Nanjing, softly in gold and green
When international friends ask me where to go in China, most people would say Shanghai — and it is a city everyone knows. But if I had to choose for myself, I’d recommend Nanjing.
With over 2500 years of history and the legacy of six dynasties, Nanjing rests by the Yangtze River with quiet confidence. It’s a place where the past and present don’t compete — they blend.
You can hike up Purple Mountain to catch a misty sunrise, stroll through flame-red maples and ancient temples at Qixia, or drift down the Qinhuai River where lanterns light the water. Tiny Jiangnan-style gardens hide behind old walls, filled with bamboo shadows, mossy stones, and winding paths.
And then, there are the French plane trees. They stretch across the entire city like soft umbrellas. In summer, their leaves filter the sun into cool green shade. In autumn, they fall in golden waves overnight, blanketing every alley in a quiet crunch.
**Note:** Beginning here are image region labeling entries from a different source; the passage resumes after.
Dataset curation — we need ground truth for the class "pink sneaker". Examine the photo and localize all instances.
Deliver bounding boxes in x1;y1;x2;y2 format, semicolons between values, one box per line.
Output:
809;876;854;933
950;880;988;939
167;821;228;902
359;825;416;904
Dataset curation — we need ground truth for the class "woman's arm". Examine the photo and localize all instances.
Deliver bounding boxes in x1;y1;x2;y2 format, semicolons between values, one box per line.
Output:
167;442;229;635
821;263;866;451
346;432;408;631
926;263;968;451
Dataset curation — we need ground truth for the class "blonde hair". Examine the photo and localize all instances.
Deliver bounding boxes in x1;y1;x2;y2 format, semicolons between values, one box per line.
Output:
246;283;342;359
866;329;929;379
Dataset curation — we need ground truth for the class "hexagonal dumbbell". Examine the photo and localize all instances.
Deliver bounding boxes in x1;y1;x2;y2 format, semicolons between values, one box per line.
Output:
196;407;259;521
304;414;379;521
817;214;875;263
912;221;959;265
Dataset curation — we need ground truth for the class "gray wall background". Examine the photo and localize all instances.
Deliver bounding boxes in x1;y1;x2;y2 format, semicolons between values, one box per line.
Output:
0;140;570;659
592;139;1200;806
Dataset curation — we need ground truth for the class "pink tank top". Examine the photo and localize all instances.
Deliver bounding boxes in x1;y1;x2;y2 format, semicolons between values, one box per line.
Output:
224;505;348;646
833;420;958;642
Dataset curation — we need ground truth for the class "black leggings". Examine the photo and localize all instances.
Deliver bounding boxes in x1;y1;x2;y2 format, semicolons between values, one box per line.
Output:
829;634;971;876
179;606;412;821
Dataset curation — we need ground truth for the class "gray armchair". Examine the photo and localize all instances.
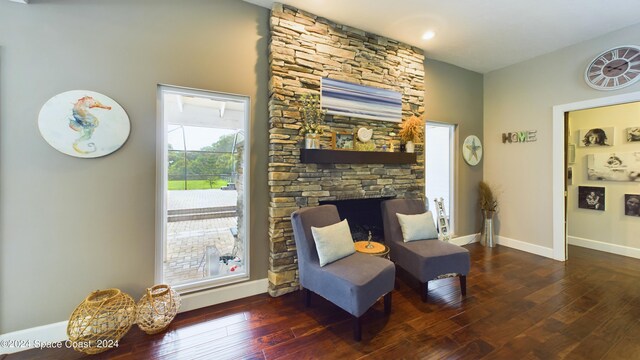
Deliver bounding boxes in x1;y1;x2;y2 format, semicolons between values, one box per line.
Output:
382;199;471;301
291;205;396;341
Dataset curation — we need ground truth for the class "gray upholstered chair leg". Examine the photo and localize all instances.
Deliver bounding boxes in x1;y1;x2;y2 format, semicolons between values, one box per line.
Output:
384;291;391;315
302;289;311;307
353;316;362;341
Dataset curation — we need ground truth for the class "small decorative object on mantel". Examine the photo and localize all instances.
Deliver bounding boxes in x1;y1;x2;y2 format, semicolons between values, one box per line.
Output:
398;115;424;153
67;289;136;354
354;127;376;151
479;181;498;247
357;127;373;142
331;131;355;150
136;284;181;335
38;90;131;158
300;93;326;149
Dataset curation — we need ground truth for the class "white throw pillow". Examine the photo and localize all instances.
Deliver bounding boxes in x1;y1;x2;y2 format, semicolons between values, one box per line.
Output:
396;211;438;242
311;219;356;266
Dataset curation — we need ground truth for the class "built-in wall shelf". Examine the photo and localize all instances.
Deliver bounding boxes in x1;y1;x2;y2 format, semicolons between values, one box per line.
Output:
300;149;416;164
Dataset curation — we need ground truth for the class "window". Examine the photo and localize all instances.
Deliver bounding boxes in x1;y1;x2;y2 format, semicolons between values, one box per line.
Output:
425;122;455;234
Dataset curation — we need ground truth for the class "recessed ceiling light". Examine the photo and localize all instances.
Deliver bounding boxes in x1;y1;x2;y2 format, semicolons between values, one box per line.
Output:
422;31;436;40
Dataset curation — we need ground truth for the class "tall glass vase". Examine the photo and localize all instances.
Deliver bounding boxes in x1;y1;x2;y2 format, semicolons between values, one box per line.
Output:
480;210;496;247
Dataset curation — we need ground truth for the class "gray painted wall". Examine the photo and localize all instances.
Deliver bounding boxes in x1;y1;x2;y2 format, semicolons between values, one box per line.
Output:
0;0;269;333
424;60;484;236
484;25;640;248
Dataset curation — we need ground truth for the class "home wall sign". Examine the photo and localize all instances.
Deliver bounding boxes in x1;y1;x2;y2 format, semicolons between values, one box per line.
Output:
502;130;538;144
38;90;131;158
320;78;402;122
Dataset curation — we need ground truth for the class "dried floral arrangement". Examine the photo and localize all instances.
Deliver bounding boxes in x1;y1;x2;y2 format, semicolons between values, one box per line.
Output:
479;181;498;211
300;93;327;135
398;115;424;141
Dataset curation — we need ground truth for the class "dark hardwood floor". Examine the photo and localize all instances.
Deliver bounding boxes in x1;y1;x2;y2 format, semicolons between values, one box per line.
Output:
5;244;640;360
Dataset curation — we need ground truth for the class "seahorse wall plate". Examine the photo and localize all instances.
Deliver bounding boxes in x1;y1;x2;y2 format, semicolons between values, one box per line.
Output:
38;90;131;158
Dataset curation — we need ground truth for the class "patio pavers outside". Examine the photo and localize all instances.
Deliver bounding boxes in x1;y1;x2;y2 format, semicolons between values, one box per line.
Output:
164;189;238;285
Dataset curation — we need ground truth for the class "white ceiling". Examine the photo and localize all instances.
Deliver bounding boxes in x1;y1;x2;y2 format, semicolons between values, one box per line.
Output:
244;0;640;73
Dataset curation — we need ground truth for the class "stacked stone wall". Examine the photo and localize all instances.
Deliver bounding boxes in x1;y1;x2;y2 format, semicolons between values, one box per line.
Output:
268;3;425;296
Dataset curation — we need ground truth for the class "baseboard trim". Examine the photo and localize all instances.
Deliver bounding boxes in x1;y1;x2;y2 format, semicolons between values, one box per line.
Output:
0;278;269;357
567;236;640;259
0;321;69;358
180;278;269;312
497;236;553;259
449;233;480;246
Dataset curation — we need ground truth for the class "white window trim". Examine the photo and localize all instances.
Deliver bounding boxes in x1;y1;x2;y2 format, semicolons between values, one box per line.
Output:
424;120;457;238
155;84;251;294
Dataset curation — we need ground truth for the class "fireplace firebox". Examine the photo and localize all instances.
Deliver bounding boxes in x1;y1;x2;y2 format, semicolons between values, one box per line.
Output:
320;195;395;243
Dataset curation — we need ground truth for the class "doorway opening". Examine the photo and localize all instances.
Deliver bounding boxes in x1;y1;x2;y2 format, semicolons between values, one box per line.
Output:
425;121;455;234
552;92;640;261
156;85;249;293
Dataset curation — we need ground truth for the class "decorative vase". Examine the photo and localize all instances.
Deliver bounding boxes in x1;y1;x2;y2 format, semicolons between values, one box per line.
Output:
405;141;416;152
304;133;320;149
480;210;496;247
Nanjing is a city best explored on two wheels.
With an excellent bike-sharing system — just 0.2 USD a ride — you can glide from alley to avenue, past sunbathing cats and elderly couples chatting in thick Nanjing dialect. And when you’re tired, stop at a street corner for a bowl of steaming red bean soup with sticky rice balls, maybe a piece of mung bean cake too.